Eager to avoid this loss of valuable learning, my wife and I opted to keep our daughter occupied with
Scholastic Summer Express workbooks that are supposed to help bridge the gap between grades. Mostly it’s simple activities like identifying tenses, doing basic arithmetic, and story comprehension. It rarely takes up more than a half hour each day, but it does require a fair amount of guided learning that frankly I’m not all that well trained to do. Guiding her over learning humps takes patience and trust, and it leaves me eternally more respectful for her teachers who do this every day with nearly 30 kids.
1. It Makes You Sad
Having a child is like being a time traveler who is really, really bad at time travel. Days last for weeks and months last for minutes. You spend hours trying to find a quiet space to work around the jabbering bundle of cartwheels that is your offspring, only to realize the whole day is gone and you missed both being productive and being a summer playmate.

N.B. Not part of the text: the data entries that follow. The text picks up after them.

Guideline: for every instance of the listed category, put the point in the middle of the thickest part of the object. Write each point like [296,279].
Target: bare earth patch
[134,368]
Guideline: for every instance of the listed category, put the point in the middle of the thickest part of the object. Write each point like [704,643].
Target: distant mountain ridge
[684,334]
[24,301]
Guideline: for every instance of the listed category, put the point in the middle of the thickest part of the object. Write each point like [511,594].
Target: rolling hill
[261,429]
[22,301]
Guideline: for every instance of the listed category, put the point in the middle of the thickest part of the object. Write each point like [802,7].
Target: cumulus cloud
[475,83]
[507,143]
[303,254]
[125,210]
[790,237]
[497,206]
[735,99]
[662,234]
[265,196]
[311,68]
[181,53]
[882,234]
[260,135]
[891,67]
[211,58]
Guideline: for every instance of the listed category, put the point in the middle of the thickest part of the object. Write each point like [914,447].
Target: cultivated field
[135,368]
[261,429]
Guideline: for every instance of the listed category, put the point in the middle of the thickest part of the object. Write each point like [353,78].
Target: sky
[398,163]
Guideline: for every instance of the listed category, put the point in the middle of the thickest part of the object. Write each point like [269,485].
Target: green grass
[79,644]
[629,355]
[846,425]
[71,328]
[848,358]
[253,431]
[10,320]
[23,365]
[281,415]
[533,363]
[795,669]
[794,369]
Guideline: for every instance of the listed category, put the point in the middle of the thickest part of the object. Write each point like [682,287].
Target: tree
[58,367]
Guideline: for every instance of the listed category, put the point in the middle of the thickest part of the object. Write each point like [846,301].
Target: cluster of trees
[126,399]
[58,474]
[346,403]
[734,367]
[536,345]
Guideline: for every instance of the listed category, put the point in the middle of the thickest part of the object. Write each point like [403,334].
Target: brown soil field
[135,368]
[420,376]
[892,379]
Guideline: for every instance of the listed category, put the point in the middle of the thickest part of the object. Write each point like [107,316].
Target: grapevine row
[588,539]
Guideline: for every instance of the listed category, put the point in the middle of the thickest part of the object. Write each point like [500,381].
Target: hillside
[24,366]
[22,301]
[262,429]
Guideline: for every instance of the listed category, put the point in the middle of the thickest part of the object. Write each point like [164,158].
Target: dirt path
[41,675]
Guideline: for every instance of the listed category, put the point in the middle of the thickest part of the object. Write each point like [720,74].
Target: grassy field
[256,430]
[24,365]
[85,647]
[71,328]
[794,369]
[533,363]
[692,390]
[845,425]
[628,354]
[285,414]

All year long, my daughter has asked me if we can do a lemonade stand and I told her of course. What’s it going to take? Forty dollars worth of supplies, a few tables and signs, and you’re done. Yet I’ve put it off time and time again. It’s too hot today, honey. Money’s tight this week, sweetheart. Daddy has a story on deadline right now. We’ll do it soon. It’s always going to be soon.
Soon her first summer vacation will be over, the first of only 11 or so she’ll ever really have. I mean everything I said above about summer, but I can’t help feeling sometimes the only thing I accomplish during it is to scam myself out of her childhood somehow.